SSCB’nin çözülüşünde Batı’nın etkisinden çok daha önemlisi içeride inandırıcılığının kalmamasıdır. Optimus Homo, Homo Sovieticus, kuşaklararası adalet, şartlı kooperasyon, altrüist bireyler derken sonuç gayet sıradan bir tüketici kuşağın ortaya çıkmasından ibaret kaldıysa, temel mesele son derece önemlidir. Bu sorun elbette insan doğası meselesiyle örtüşür çünkü solun iddiası gayet sıradan emekçilerde olağanüstü bir potansiyelin olduğu, eğitimsiz insanın uygun koşullar ve modern bir eğitimle sorumlu bir yurttaş olacağı, insanın “özünün iyi” olduğu iddiasıdır. Bu iddia binlerce yılın iddiasıdır ve karşı iddia da öyledir. Karşı iddiaya göre ne demokrasi ne cumhuriyet ne de dayanışmacı bir toplum mümkündür. Değildir çünkü karşı iddiaya göre insan bu üstün düzenlemeleri destekleyecek erdem ve bilgiden yoksun bir varlıktır.

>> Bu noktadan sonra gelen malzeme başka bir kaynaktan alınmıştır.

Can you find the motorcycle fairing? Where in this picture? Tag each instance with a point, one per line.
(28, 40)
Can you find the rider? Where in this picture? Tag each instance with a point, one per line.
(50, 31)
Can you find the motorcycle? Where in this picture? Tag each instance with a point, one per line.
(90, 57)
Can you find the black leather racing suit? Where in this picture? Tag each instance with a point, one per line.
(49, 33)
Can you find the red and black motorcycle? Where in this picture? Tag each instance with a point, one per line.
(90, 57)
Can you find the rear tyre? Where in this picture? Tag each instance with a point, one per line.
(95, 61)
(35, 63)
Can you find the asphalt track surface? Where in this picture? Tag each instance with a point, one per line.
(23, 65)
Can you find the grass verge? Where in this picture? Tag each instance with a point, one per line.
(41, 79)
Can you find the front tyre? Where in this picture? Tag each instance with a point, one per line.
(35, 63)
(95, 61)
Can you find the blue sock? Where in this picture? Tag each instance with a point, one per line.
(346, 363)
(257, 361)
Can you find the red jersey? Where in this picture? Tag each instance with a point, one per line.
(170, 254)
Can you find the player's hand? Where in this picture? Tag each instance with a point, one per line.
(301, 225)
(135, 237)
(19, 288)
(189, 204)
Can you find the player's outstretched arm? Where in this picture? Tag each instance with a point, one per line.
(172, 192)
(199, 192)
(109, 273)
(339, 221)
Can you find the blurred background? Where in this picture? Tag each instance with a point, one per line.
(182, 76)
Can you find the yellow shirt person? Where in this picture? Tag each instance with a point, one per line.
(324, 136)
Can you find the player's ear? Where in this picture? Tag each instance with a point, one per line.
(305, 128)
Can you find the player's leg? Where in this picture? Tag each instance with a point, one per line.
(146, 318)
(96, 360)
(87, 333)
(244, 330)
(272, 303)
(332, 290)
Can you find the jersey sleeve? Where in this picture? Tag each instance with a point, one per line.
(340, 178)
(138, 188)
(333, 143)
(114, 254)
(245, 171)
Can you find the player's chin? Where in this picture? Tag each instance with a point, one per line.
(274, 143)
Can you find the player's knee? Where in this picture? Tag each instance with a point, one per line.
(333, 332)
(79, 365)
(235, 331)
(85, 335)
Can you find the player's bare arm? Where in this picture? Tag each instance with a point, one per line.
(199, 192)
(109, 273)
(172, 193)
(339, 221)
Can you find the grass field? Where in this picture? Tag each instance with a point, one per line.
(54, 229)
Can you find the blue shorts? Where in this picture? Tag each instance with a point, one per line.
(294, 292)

Aydınlanma insanlığın en büyük atılımıdır ve insanın tanımını değiştirmiştir. Solun tezi, yani Aydınlanmanın çocuğu olan solun yenilenmiş ve modern dilde tekrar ifade edilmiş “insanın özü iyidir” tezi henüz doğrulanmaktan çok uzak. Bu saptama hangi ekonominin teknik olarak ne kadar başarılı olduğunu ölçmeye dayalı dar bir bakıştan çok daha kapsamlı bir perspektif öneriyor. Eskinin parametreleri değiştiğine göre zihniyet değişimi de kaçınılmaz. Bambaşka bir teknoloji ve bilim dünyası kapıda. Mevcut siyasal kültürün ve eskimiş uluslararası kurumsal tasarımın değişmesi gerekiyor. Aksi takdirde avamı ortadan kaldırmadan evrenselleşmekte olan fazla nüfus problemine çözüm bulmak –100 yıl önceki Rusya’nın “kırsal fazla nüfus” sorunu artık “küresel fazla nüfus” sorununa dönüşme riski taşıyor- ve gezegenin yok oluşuna, doğanın tahribatına set çekmek mümkün olmayabilir. Alternatifl eri harcaya harcaya “distopik” bir dünyaya gidiyor olabiliriz.